Professional help in working through grief is something I recommend to parents who suffer the loss of a child, especially when they are considering adding to their family again.

“Interestingly, I know that my parents had one visit with a psychiatrist,” Judy told me. “It wouldn’t be in my father’s nature to go to one. From what I know, that was when they received, what I call in my book, the prescription to lift my mother out of a deep depression—which was to have me.”

We talked a bit about how parents can mitigate any possible issues for a child coming into the family after the death of another. Honoring the individual character of each child is of the utmost importance; letting them be who they are without comparison to the other child.

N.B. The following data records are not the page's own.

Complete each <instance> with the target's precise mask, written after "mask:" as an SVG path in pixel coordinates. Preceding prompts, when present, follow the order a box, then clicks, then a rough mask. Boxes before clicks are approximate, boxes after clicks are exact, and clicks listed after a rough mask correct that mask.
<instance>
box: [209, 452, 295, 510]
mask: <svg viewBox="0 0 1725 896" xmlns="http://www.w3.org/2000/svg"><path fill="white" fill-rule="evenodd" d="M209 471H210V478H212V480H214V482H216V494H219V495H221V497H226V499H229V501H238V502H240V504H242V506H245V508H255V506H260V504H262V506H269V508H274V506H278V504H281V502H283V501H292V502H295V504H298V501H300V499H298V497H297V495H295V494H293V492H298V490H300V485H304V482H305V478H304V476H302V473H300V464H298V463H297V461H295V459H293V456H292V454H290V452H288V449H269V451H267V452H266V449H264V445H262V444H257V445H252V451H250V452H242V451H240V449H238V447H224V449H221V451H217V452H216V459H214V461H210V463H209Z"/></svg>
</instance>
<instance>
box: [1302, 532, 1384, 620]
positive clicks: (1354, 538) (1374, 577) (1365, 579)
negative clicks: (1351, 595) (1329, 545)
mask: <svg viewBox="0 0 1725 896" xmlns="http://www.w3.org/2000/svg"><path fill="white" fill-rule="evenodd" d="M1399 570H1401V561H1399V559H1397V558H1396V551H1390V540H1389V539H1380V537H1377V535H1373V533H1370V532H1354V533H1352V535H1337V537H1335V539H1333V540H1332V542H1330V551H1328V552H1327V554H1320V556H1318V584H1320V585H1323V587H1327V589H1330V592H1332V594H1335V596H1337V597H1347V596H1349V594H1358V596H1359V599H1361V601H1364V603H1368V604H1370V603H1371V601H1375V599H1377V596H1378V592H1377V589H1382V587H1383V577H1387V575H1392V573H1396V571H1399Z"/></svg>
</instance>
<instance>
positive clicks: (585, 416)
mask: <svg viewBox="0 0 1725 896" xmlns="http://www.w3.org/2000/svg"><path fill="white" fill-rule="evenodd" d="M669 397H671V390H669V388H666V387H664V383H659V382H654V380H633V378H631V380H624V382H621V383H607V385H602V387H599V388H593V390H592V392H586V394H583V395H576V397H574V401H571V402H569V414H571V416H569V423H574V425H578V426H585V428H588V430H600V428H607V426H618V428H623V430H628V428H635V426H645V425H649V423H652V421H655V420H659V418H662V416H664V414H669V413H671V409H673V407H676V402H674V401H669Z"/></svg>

“I think it got easier for my parents to stop any comparison with my sister as I passed the age when she was killed,” Judy said. “Before the age of seven, I have pictures of myself with her same hairstyle and in dresses that did not suit my own character at all. I was not a frilly little girl like my sister, or what I knew of her through photos and stories. Whether it was conscious or unconscious, I separated myself from her memory by being more of a tomboy. Later, it was by taking risks to prove the world was a safe place, in direct revolt to my parents’ insistence that it was not. Of course, that perspective all reversed when I had a child of my own. Then, somehow the dangers manifested in my mind; reasoning that if a plane could fall from the sky into my parents’ home, then anything can happen. But, that’s for another time.”